Kinetics of Type I Interferon responses determine either establishment of antiviral memory or no induction of adaptive immunity (#77)
Many
pathogens trigger type I interferon (IFN-I) responses early after infection
that confer protection until adaptive immunity is induced. Upon infection with
vesicular stomatitis virus (VSV) Toll-like receptor (TLR) and RIG-I-like
helicase (RLH) signaling platforms are indispensable for the induction of protective
IFN-I. Hence, TLR- and RLH-ablated MyTrCa‑/‑ mice challenged with
VSV do not mount IFN-I responses and are inevitably susceptible to lethal VSV
infection.
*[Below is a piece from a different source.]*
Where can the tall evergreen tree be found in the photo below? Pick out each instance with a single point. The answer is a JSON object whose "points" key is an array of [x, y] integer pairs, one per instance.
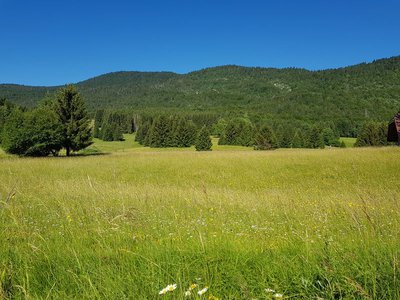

To study the impact of the kinetics of IFN-I responses on the
induction of adaptive immunity, we infected MyTrCa‑/‑ mice with VSV and
treated them 4, 8, 16, and 24 h after infection with recombinant IFN-α (rIFN-α). Interestingly, under such conditions MyTrCa-/-
mice mounted normal adaptive immune responses and approximately 76% of the mice
survived. On the contrary, initiation of the rIFN-α treatment scheme 4 h before VSV infection
significantly prolonged survival, whereas reduced VSV-specific cytotoxic
T-lymphocytes and basically no VSV neutralizing antibody responses were induced
and 100% of the mice finally died. Long-term rIFN-α treatment for 9 days initiated 4 h after VSV
infection promoted 100% survival of MyTrCa-/- mice and protective
immunity was induced normally as verified by 100% of the animals surviving even
a VSV re-challenge 3 weeks after discontinuation of the rIFN-α treatment. Initiation of the 9 days rIFN-α regimen 4 h prior to infection also rescued
100% of the mice, however, no adaptive immunity developed and 100% of the
animals succumbed to re-challenge. In conclusion, long-term rIFN-α treatment initiated before virus infection
prevented induction of protective adaptive immunity, whereas initiation of rIFN-α treatment hours after infection supported
development of normal adaptive immunity and protective memory response. These observations have implications for
immunotherapies and vaccination strategies, in particular for patients under
long-term IFN-I therapy who are treated with live attenuated vaccines.